My case was not taken. The appeal decision was the final one.

Often, after I was fired, I was asked to speak to teachers beginning their careers. I said that I wished them the same joy, frustration, and pleasure in being with students that I experienced in my career. I wished them the same long-term relationships I had with many of my students. I wished them the opportunity to have dialogues with students that allow them to establish a sacred classroom space, one in which respect, trust and joy permeated the learning activities. I wished them the opportunity to see their students become productive adults.

Also, I told them that for every lesson planned, for every assignment made, I didn’t want any person to teach in fear of losing a job. I didn’t want any classroom teacher or any class of students to fall prey to such a chilling effect on learning. I told them my message to my attorney: the legacy you create for me and for all teachers must be the right one. I didn’t want my name to be associated with the case that struck fear in the hearts and minds of every teacher. And certainly, I didn’t want self-censorship to take place because teachers were afraid. I wanted a strong statement to be made for academic freedom and teachers’ rights to teach because those practices were critical for good education.
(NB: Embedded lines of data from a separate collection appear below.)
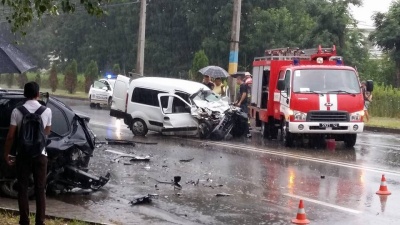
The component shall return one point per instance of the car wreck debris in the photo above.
(141, 199)
(134, 158)
(222, 194)
(174, 182)
(127, 142)
(186, 160)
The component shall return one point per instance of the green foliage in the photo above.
(38, 78)
(385, 102)
(53, 80)
(22, 80)
(387, 35)
(200, 60)
(71, 76)
(24, 12)
(10, 80)
(116, 69)
(91, 74)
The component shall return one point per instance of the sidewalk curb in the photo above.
(15, 212)
(68, 97)
(382, 129)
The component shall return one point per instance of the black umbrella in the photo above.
(12, 60)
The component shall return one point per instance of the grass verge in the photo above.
(8, 218)
(384, 122)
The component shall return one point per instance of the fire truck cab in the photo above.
(306, 94)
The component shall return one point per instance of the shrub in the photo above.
(22, 80)
(53, 80)
(71, 77)
(91, 74)
(38, 78)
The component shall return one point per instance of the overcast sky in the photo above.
(363, 14)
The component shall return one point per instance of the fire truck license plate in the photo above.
(326, 125)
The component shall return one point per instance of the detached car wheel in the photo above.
(350, 140)
(204, 130)
(10, 188)
(139, 127)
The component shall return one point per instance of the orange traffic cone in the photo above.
(383, 188)
(301, 215)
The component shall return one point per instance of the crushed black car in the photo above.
(70, 147)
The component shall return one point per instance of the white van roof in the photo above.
(162, 83)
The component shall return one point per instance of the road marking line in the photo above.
(324, 203)
(307, 158)
(394, 147)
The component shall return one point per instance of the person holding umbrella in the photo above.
(219, 87)
(207, 81)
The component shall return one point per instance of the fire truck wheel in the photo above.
(264, 130)
(288, 138)
(350, 140)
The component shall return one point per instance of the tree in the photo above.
(10, 80)
(22, 80)
(91, 74)
(38, 78)
(71, 76)
(200, 60)
(387, 35)
(53, 79)
(116, 69)
(24, 12)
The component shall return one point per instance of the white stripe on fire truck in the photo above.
(322, 101)
(333, 101)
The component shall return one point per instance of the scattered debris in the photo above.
(133, 157)
(146, 167)
(174, 182)
(222, 194)
(140, 199)
(127, 142)
(213, 186)
(119, 142)
(186, 160)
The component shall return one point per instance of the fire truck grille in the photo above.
(327, 116)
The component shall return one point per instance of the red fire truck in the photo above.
(306, 94)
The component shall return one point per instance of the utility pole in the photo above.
(234, 47)
(141, 38)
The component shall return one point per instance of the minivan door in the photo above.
(120, 97)
(178, 119)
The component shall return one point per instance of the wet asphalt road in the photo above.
(265, 179)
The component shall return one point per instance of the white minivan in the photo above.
(163, 105)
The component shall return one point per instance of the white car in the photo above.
(162, 105)
(101, 92)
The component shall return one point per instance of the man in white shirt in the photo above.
(27, 164)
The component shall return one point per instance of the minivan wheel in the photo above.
(139, 127)
(109, 101)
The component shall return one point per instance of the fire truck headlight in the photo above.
(356, 116)
(299, 116)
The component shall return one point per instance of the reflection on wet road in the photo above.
(265, 179)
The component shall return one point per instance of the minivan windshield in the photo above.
(206, 95)
(325, 81)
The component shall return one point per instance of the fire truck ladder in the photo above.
(300, 54)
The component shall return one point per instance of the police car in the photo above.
(101, 92)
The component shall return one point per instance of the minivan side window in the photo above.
(145, 96)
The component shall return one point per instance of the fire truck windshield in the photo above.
(325, 81)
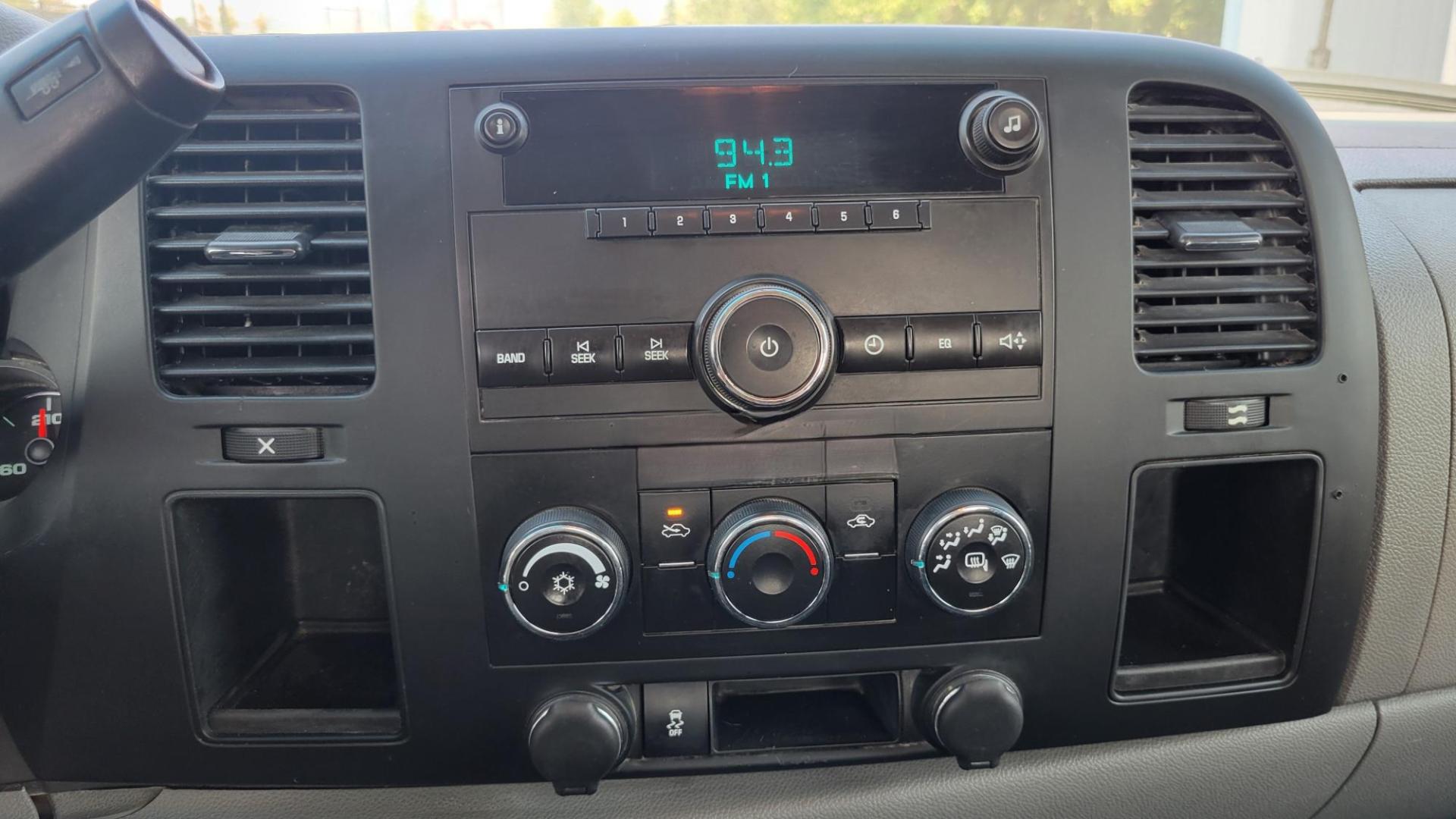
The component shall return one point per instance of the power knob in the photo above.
(564, 573)
(769, 563)
(1001, 131)
(766, 347)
What I wanted did not happen. I am left with more unanswered than answered questions. How could I make sense of such craziness? Did some group of lawyers get together and concoct a horrible travesty of what teachers and school board members had negotiated in good faith over hours and years of conversation. But then why did board members go along with it? And how could judges say that a school board could believe whatever it wanted – with direct evidence to the contrary, with an opposing jury decision from two and a half weeks of testimony and with a federal district judge hearing everything and reinstating me? How could so many people in decision-making positions ignore educational research, disregard civil rights issues, distort material and evidence, and lie under oath? And pretty much get away with all of it.

The lesson I learned is one I regret having to share. I have come to realize that these people didn’t know, didn’t care to know, and didn’t care to learn what goes on in a classroom and why. And in many ways it’s not useful to speculate about motive because the point is what happened to me could happen in any school district. The conditions seem to be ripe for this kind of abuse of civil rights. The aftermath is the fear that teachers have and the harm those fears create in students’ education.

I am still trying to make sense of the experience and how telling the story might help students and teachers. I remember and still plan to keep the pledge I made at the PEN ceremony, that I understand my obligations to speak about teaching and about writing, and I welcome the opportunities that have been and will be given to me. I keep with me Justice McMillian’s thoughts: When good educators are scared away or driven from our schools because they cannot trust the system to treat them honestly and fairly, we are all affected, most especially our children.

This attack on teachers and on education needs to draw the attention an epidemic requires. Teachers afraid to teach produce students afraid to learn and a society in turmoil because its citizens are afraid and unable to deal honestly and effectively with the realities confronting them.